活動方針

雁喰豆


1.主な産地

盛岡市(旧玉山村日戸地域)


2.特徴

 豆の表面に「雁喰豆」の由来となる、特徴的なしわがあります。

 このしわが、煮豆で嫌われる皮割れを防ぎ、きれいに仕上がります。 このしわは、他の地域で栽培されると生じないといわれています。

 大粒で独特の弾力と柔らかさがあり、煮豆にすると、こくのある風味でふっくらと仕上がる特性があります。


3.生産の歴史的由来

 旧玉山村の在来系統の黒平豆は、表皮に3本のしわの出る特徴があり、渡り鳥、雁が渋民で落とした一粒の種から芽吹き育ったという言い伝えがあります。また、表面のしわ模様は雁が嘴でつまんだ跡であるとか、雁の爪の跡であるともいわれています。

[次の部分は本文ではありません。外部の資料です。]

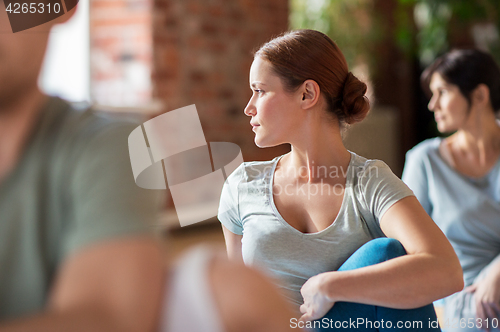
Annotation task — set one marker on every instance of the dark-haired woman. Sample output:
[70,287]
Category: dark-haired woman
[457,179]
[320,218]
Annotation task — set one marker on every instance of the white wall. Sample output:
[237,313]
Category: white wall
[66,71]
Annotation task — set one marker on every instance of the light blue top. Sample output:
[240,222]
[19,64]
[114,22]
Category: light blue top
[466,209]
[247,208]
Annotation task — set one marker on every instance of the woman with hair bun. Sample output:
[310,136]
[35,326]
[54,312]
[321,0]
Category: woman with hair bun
[344,238]
[457,179]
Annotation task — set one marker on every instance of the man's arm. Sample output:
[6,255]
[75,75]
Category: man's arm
[110,286]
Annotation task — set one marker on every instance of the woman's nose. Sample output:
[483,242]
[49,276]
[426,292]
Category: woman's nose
[249,109]
[432,104]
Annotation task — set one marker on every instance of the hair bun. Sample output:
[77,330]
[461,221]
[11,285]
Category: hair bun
[355,104]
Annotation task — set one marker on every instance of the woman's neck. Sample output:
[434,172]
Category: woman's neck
[480,137]
[317,148]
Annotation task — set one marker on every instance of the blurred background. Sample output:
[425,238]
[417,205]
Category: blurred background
[153,56]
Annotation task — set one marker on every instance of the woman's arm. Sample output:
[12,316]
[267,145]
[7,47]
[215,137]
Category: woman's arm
[487,292]
[428,272]
[233,244]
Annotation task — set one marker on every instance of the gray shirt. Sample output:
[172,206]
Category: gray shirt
[247,208]
[466,209]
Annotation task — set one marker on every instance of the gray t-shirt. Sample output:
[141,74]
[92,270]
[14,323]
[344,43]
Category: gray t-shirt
[466,209]
[72,187]
[292,257]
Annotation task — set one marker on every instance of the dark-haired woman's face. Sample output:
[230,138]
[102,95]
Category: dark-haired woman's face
[449,105]
[271,107]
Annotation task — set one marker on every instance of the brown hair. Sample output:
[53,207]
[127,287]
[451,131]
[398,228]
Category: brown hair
[299,55]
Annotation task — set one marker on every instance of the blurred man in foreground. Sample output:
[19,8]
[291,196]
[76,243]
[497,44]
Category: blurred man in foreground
[76,253]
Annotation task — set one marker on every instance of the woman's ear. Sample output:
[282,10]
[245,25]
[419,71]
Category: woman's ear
[310,93]
[481,95]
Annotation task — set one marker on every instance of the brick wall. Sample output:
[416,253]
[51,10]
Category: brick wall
[121,52]
[202,52]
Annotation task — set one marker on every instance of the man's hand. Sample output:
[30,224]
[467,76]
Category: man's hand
[316,302]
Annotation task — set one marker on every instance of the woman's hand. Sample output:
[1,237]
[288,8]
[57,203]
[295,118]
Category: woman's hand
[487,297]
[316,302]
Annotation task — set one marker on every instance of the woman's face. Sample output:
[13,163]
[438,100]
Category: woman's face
[450,107]
[272,109]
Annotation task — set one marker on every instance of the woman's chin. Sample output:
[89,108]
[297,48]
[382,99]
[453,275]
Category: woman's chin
[264,143]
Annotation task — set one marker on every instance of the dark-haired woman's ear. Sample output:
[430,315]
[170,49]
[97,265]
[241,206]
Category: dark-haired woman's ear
[310,92]
[481,96]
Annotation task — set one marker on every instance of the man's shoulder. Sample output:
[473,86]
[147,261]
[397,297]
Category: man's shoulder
[425,149]
[84,121]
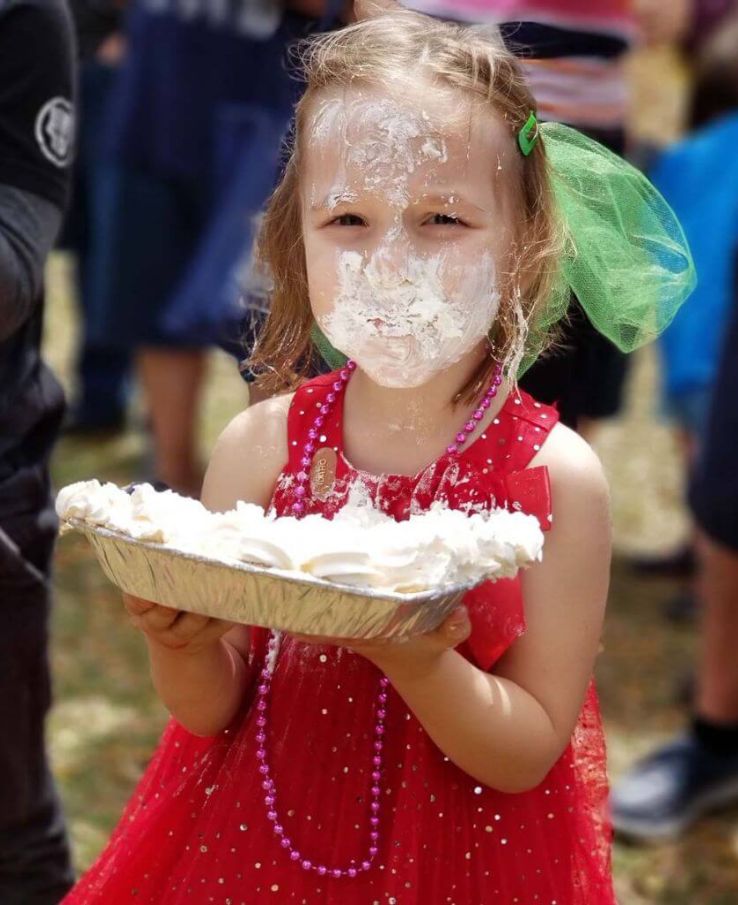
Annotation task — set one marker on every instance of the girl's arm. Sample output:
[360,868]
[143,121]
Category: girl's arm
[508,729]
[200,666]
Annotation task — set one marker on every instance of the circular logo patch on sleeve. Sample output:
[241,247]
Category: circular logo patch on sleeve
[55,131]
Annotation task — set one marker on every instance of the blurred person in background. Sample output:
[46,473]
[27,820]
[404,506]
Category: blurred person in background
[36,143]
[102,366]
[698,771]
[572,55]
[700,181]
[192,76]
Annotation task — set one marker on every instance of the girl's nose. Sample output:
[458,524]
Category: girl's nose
[391,258]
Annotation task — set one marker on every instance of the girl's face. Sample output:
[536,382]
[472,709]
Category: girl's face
[406,224]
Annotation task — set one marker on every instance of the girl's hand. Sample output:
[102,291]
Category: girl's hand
[174,629]
[411,657]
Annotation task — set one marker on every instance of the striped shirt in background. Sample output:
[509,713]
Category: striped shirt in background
[571,50]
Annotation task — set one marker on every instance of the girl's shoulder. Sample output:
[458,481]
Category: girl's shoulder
[248,456]
[573,466]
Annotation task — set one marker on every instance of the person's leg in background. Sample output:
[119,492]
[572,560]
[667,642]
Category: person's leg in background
[172,380]
[35,866]
[698,771]
[102,366]
[155,225]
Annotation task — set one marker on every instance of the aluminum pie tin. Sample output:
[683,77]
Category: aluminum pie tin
[253,595]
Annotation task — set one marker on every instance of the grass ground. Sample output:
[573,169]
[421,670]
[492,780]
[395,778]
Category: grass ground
[106,719]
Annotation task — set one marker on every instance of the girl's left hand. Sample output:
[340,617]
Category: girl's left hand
[411,657]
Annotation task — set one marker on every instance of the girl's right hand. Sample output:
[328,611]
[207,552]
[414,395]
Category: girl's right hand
[174,629]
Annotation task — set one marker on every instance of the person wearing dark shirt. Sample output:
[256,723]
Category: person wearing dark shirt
[36,128]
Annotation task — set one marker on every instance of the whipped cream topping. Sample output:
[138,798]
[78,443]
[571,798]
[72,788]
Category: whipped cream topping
[361,546]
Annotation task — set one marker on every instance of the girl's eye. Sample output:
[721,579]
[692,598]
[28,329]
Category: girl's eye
[444,220]
[347,220]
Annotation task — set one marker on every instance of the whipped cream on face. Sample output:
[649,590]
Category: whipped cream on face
[402,313]
[361,546]
[405,321]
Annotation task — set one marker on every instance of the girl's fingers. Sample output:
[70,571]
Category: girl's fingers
[136,606]
[186,625]
[158,618]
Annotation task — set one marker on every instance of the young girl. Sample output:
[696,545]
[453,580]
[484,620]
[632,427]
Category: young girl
[414,230]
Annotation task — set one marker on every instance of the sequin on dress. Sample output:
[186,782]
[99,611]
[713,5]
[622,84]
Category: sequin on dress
[196,830]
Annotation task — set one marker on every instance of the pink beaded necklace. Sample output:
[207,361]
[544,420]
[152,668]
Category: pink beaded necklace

 旧玉山村で雁喰豆が栽培された記録は、大正時代初期まで溯ります。

 当時、旧渋民村役場で農業技手をされていた方が、黒平豆振興を図るなど、全盛期には3斗入で1万俵もの生産量があったといいます。

 当時から渋民村の雁喰豆は東京方面へ出荷されており脚光を浴びてきました。

 料亭などでも好んで使用され、渋民の特産、大黒豆ともいわれてきました。


4.現在の代表的な栽培方法

 これまで国内農機メーカーは平豆用に播種機を提供していなかったので、作付け面積が増えませんでしたが、近年、アメリカ製の播種機を導入して大規模作付けが可能になりました。

 5月頃に播種し、成熟させて、刈り入れるのは10月半ばから11月にかけてです。

 豆の選別には、未だ機械化ができておらず、黒豆の皮が割れると価値が低下することから、生産者、近隣からの人手確保により、手選別を行っています。


5.伝統的な食べ方・行事とのかかわり

 雁喰豆は、縁起物として、正月料理やおめでたい席、お酒を伴う宴会で食膳をにぎわしてきました。その他には、豆腐や味噌、夏は枝豆として食べられています。

 飲み過ぎの解毒作用や、脂肪中のリノール酸を増やし、体内のコレステロールを分解し、血圧を下げる効果があるともいわれ、酒を伴う祝宴などで供されてきたのは、食生活の知恵の一つでしょう。

 JA玉山村(現・JA新いわて)が、平成3年に一村一品運動の理念から、雁喰豆の煮豆を加工し、雁喰豆に付加価値をつけて販売を促進していこうと、煮豆「南部ひら黒」を開発しました。この「南部ひら黒」が雁喰豆を全国に広めることとなりました。

 年末には、全国各地から注文があり、一年を通して煮豆を食べていただくことで、「煮豆即お正月のおせち」という既成概念から、普段のお茶受けやお弁当の一品として、黒豆を食べるという日常の食材として認識してもらえるようになりました。

 注文生産の寄せ豆腐や、産直出品用に豆腐を作り、青豆と白大豆とともに3色豆腐として販売を始めました。

 さらに最近工夫した加工商品として「炒り豆」「甘納豆」があります。

 いずれも雁喰豆の特性を活かした特有のこくのある風味が味わえます。

6.加工品の例

 煮豆、炒り豆、甘納豆、豆腐。

煮豆

■材料(4人分)

雁喰豆…1カップ

砂糖…110g

醤油…大さじ1

■作り方

①雁喰豆を4カップの水に、6時間くらい漬けておきます。

② ①を、はじめは強火にし、煮立ったら弱火にして、あくを取りながら、豆がやわらかくなるまで煮ます。(指でつまんでつぶれるくらい)。常に、豆にひたひた程度の煮汁が保たれるように、水を追加しながら煮続けます(3~4時間くらい)。

③豆がやわらかくなったら、砂糖を2、3回に分けて加え、最後に醤油を加えて火を止め、そのまま煮汁につけて、一晩おきます。

※鉄鍋を使うか、古釘を4、5本入れて煮ると、美しい黒色に仕上がります。